[Netflix] « La disparue de la cabine 10 » : sous le vernis du luxe, le vide du mystère…

Adapté d’un best-seller de Ruth Ware, le film de Simon Stone troque la paranoïa du roman pour un thriller glacé et lisse, où le luxe supplante la tension.

The Woman in Cabin 10
Copyright Netflix

Depuis que Hitchcock a immobilisé James Stewart derrière sa Fenêtre sur cour, le cinéphile connaît la frustration de celui qui pense être témoin d’un crime et qui ne parvient pas à intervenir. Quant aux thrillers qui jouent sur le trouble d’un héros perturbé qui ne comprend pas ce qu’il voit, qui est contredit par la logique ou par l’opinion générale, et qui bascule dans la paranoïa et doute de la réalité – et de lui-même -, il y a déjà eu bien trop pour qu’on prenne même la peine de les citer. Ruth Ware, écrivaine britannique à succès, qui est une sorte de « wanna be » Agatha Christie, ne s’est pas privée de recycler tout ça dans l’une de ses histoires classiques où une femme « ordinaire » enquête dans un milieu fermé : The Woman in Cabin 10 se déroule sur un yacht, avec une galerie de personnages colorés et tous suspects. Comme on est au XXIème siècle, Ware y a ajouté une dose de dénonciation du « gaslighting », l’un des sports favoris de la gente masculine. Le tout a été un succès commercial, que nous ne jugerons pas « volé », le recyclage de ces thèmes qui semblent un peu usés étant vivifié par une vision post-féministe, le regard et la crédibilité de la parole de la femme étant au cœur du sujet du livre.

The Woman in Cabin 10 afficheSon adaptation par la « bonne maison » Netflix, confiée à Simon Stone (responsable d’un joli The Dig en 2021), et bénéficiant du talent d’une Keira Knightley qui vieillit vraiment bien (on n’aura à supporter ses fameuses minauderies qui en irritent certains que lors de la première scène du film, comme s’il s’agissait d’un clin d’œil au passé avant les choses sérieuses…), était donc une proposition attrayante.

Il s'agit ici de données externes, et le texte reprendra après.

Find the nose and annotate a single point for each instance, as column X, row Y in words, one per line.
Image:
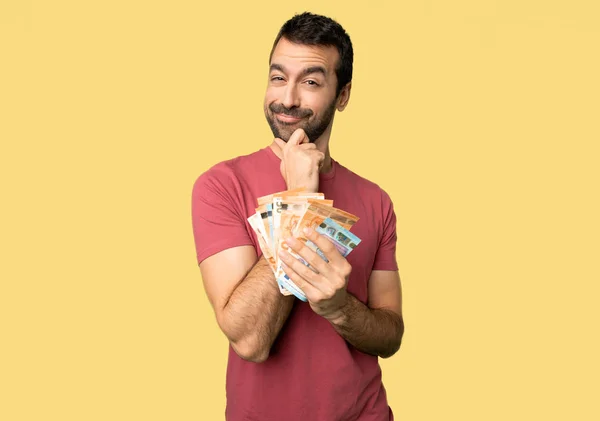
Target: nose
column 290, row 96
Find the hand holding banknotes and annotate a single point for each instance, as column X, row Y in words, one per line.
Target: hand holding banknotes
column 301, row 161
column 325, row 284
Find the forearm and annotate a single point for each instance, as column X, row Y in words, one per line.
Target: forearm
column 255, row 313
column 372, row 331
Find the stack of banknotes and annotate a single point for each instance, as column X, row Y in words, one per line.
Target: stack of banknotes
column 285, row 214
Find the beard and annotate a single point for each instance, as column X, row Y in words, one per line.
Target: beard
column 313, row 129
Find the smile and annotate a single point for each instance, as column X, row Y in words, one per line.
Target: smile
column 287, row 118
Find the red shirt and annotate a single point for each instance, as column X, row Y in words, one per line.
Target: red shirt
column 312, row 373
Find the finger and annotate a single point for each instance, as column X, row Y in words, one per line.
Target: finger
column 309, row 275
column 329, row 250
column 298, row 137
column 310, row 291
column 312, row 258
column 280, row 142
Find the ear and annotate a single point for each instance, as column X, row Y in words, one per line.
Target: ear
column 344, row 97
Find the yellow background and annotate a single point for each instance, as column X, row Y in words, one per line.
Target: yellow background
column 479, row 117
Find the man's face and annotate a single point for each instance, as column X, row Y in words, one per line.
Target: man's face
column 301, row 89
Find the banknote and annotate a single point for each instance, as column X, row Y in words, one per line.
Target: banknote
column 284, row 214
column 280, row 205
column 343, row 240
column 293, row 209
column 256, row 224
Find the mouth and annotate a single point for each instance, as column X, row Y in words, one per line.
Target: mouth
column 287, row 119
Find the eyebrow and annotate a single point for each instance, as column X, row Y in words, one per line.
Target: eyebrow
column 305, row 72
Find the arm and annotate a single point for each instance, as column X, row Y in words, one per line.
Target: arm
column 376, row 329
column 248, row 306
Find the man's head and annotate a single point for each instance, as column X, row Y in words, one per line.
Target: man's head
column 310, row 73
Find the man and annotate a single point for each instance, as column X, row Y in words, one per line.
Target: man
column 291, row 360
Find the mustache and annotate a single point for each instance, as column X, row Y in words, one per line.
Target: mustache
column 292, row 112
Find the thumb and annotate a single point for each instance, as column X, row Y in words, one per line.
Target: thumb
column 298, row 137
column 280, row 143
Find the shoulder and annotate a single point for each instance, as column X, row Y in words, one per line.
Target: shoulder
column 367, row 189
column 226, row 174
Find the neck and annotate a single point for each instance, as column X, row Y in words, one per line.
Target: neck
column 322, row 144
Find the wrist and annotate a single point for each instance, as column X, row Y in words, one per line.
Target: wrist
column 340, row 316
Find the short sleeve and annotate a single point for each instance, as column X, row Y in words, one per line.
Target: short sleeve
column 385, row 258
column 216, row 219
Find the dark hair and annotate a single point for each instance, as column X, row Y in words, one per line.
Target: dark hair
column 310, row 29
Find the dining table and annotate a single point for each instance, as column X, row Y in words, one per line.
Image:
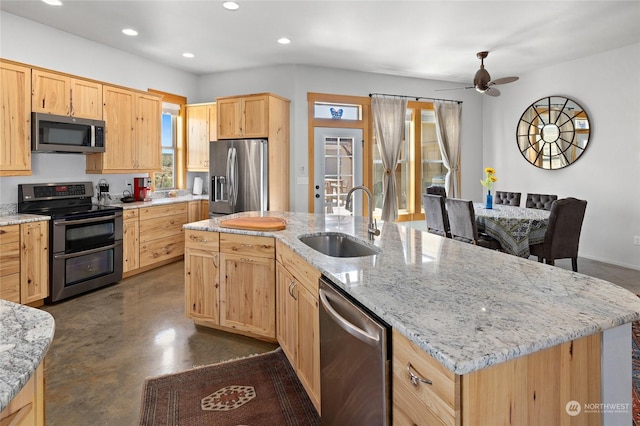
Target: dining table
column 516, row 228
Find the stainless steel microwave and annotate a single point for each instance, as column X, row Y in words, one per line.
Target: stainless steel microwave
column 59, row 133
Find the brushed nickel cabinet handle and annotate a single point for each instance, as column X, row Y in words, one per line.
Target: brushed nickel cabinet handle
column 415, row 378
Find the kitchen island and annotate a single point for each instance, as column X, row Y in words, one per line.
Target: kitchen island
column 467, row 307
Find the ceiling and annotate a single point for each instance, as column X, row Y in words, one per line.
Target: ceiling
column 426, row 39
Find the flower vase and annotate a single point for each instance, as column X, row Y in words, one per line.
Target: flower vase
column 489, row 200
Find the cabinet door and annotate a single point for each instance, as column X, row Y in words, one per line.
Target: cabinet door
column 287, row 314
column 51, row 93
column 34, row 261
column 198, row 138
column 15, row 121
column 86, row 99
column 202, row 284
column 118, row 113
column 255, row 111
column 229, row 118
column 247, row 294
column 147, row 132
column 308, row 368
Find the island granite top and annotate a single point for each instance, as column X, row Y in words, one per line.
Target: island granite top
column 25, row 336
column 467, row 306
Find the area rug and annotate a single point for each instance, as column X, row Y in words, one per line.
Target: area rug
column 257, row 390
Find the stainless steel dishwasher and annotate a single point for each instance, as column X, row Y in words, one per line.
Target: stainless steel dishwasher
column 354, row 362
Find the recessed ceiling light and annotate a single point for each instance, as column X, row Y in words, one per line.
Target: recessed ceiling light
column 231, row 5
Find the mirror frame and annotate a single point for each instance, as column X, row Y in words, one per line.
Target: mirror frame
column 553, row 132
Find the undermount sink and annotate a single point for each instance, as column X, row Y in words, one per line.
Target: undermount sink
column 338, row 245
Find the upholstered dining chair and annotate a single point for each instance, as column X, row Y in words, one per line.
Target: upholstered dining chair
column 462, row 220
column 507, row 198
column 540, row 201
column 436, row 215
column 437, row 190
column 563, row 232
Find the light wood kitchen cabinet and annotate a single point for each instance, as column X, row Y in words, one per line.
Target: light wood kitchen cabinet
column 132, row 129
column 10, row 263
column 34, row 262
column 298, row 318
column 247, row 293
column 161, row 234
column 61, row 94
column 531, row 389
column 202, row 128
column 27, row 407
column 263, row 115
column 15, row 121
column 130, row 241
column 202, row 275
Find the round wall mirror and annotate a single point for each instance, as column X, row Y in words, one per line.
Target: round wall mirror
column 553, row 132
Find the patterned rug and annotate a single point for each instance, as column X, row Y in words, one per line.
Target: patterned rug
column 635, row 360
column 257, row 390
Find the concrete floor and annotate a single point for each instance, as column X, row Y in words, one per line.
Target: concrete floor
column 108, row 341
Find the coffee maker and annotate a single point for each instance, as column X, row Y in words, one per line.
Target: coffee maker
column 140, row 188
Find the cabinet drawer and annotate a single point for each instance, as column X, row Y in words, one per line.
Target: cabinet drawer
column 166, row 210
column 161, row 227
column 130, row 214
column 441, row 398
column 202, row 240
column 306, row 274
column 248, row 245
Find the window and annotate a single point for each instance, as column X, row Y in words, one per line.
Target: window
column 166, row 178
column 419, row 165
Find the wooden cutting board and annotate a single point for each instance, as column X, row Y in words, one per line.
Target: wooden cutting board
column 255, row 223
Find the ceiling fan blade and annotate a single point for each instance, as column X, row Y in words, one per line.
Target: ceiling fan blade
column 492, row 91
column 503, row 80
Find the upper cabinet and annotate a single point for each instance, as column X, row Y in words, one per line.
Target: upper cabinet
column 15, row 120
column 61, row 94
column 132, row 129
column 202, row 128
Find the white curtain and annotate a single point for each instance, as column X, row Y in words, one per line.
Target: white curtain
column 448, row 119
column 388, row 125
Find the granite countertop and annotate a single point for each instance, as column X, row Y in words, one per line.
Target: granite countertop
column 25, row 336
column 467, row 306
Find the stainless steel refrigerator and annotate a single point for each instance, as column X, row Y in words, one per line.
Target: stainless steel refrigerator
column 239, row 176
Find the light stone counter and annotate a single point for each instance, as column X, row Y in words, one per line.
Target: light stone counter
column 466, row 306
column 25, row 336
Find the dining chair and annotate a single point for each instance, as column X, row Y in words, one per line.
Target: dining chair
column 563, row 232
column 436, row 215
column 462, row 221
column 507, row 198
column 437, row 190
column 540, row 201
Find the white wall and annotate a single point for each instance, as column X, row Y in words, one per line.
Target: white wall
column 607, row 175
column 34, row 44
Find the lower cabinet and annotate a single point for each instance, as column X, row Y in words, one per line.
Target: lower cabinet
column 27, row 407
column 298, row 318
column 230, row 282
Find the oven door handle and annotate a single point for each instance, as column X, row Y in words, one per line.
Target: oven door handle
column 89, row 220
column 85, row 252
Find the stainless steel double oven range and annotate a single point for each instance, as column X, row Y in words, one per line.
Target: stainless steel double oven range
column 85, row 240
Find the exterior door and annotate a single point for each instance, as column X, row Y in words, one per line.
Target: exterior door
column 338, row 168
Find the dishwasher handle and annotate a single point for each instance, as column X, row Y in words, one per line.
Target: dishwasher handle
column 356, row 332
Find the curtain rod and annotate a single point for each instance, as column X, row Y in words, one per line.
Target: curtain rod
column 417, row 98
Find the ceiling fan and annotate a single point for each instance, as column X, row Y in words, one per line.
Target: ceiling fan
column 482, row 80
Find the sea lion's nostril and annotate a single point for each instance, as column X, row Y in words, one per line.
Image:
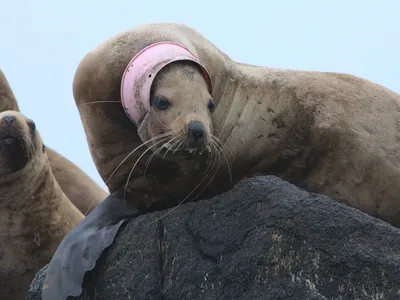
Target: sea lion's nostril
column 9, row 119
column 196, row 130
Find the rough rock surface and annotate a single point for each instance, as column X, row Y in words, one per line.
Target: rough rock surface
column 265, row 239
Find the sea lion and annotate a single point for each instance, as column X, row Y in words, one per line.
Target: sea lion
column 150, row 95
column 84, row 193
column 35, row 215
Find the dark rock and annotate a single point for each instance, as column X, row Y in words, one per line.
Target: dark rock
column 265, row 239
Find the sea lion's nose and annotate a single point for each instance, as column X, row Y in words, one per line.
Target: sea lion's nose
column 8, row 120
column 196, row 130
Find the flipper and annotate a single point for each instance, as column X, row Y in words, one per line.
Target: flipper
column 82, row 246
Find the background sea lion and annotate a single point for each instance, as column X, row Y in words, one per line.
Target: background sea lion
column 35, row 215
column 84, row 193
column 334, row 134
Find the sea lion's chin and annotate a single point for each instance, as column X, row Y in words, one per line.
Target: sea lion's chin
column 170, row 152
column 13, row 155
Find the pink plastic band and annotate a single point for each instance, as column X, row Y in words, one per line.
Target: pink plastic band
column 141, row 71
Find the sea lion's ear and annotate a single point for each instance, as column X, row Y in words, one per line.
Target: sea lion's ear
column 142, row 69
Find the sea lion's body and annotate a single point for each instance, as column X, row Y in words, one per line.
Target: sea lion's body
column 330, row 133
column 35, row 215
column 84, row 193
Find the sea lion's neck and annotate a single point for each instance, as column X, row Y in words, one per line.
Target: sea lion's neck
column 32, row 189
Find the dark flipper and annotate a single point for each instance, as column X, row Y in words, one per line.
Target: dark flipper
column 80, row 249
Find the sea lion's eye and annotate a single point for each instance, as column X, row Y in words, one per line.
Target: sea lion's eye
column 211, row 105
column 32, row 125
column 161, row 103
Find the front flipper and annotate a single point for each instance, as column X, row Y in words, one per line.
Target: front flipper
column 82, row 246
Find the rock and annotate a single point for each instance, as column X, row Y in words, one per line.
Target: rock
column 264, row 239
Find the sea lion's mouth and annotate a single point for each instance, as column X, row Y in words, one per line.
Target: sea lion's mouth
column 13, row 155
column 168, row 150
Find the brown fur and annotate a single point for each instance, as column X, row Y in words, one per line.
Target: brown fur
column 35, row 215
column 84, row 193
column 330, row 133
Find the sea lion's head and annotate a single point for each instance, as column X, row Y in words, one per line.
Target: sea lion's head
column 167, row 93
column 147, row 116
column 20, row 143
column 180, row 111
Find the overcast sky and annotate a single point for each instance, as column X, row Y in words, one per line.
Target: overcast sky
column 42, row 43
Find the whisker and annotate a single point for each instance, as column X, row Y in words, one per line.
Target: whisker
column 169, row 148
column 226, row 158
column 158, row 118
column 215, row 173
column 177, row 147
column 138, row 147
column 155, row 153
column 141, row 145
column 222, row 143
column 211, row 158
column 172, row 209
column 137, row 161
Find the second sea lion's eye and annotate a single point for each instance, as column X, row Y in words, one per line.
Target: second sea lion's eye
column 32, row 125
column 211, row 105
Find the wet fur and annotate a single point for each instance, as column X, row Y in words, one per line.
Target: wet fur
column 35, row 215
column 84, row 193
column 330, row 133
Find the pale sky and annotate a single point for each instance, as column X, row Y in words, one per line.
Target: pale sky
column 42, row 43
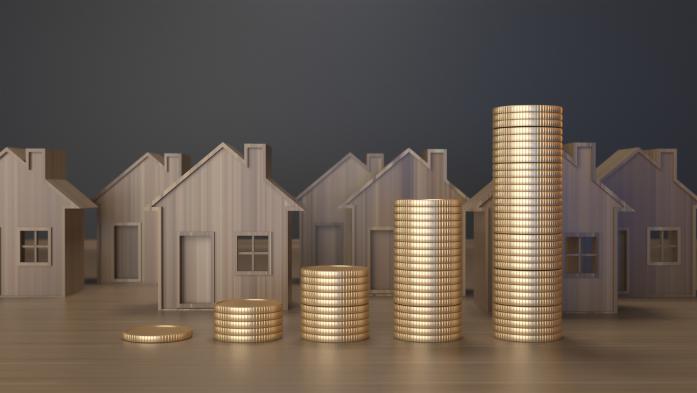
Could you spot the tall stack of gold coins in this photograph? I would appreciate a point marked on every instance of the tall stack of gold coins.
(248, 320)
(427, 269)
(334, 303)
(528, 213)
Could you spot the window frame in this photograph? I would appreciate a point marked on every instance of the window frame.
(35, 247)
(268, 253)
(580, 254)
(648, 246)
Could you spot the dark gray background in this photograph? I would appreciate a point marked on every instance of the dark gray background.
(109, 80)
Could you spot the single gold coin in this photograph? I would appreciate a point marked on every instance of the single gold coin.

Et ce d’autant que, à la manière des adaptations cinématographiques d’Agatha Christie, la distribution des seconds rôles était également alléchante : Guy Pearce, Hannah Waddingham, David Morrissey, Kaya Scodelario, Daniels Ings, de quoi tenir solidement le gouvernail de l’embarcation de luxe dans sa croisière sur les eaux scandinaves.

Malheureusement, le choix de Stone et de ses scénaristes a été de gommer la subjectivité et le délire potentiel de Lo (Keira Knightley, donc), journaliste certes blessée, mais lucide et combative, qui a été témoin de la noyade d’une mystérieuse passagère clandestine. Pas question, dans cette version très « clean » du livre de Ruth Ware, d’hallucinations, de doutes, de la peur de devenir folle ; place à une héroïne de film d’action, prise dans une conspiration menées par les « puissants », soit un thème bien trop à la mode pour qu’il ne soit pas vite irritant, qu’elle devra déjouer. La disparue de la cabine 10 n’est pas un drame de la perception, mais un thriller « d’empowerment », linéaire, rassurant, et certainement conforme à un possible « cahier des charges Netflix ». Il semble que Ware elle-même aurait validé ces choix, disant apparemment qu’elle préférait « éviter la stigmatisation de la maladie mentale ». Très bien, mais le film qui en résulte n’est plus qu’un banal divertissement, utilisant, qui plus est, assez hypocritement le cadre somptueux d’un « super-yacht » offrant des possibilités spectaculaires à la mise en scène et à la photographie. On déteste donc les milliardaires, mais on jouit de la beauté de l’environnement que leur argent leur offre. L’esthétique du film de Stone, hyper soignée, tient plus de la carte postale, et l’angoisse se dissout dans la perfection de l’image au lieu de s’en nourrir. Là où l’enfermement devrait générer la claustrophobie, il n’engendre qu’une impression d’ordre triomphant et de vacuité luxueuse.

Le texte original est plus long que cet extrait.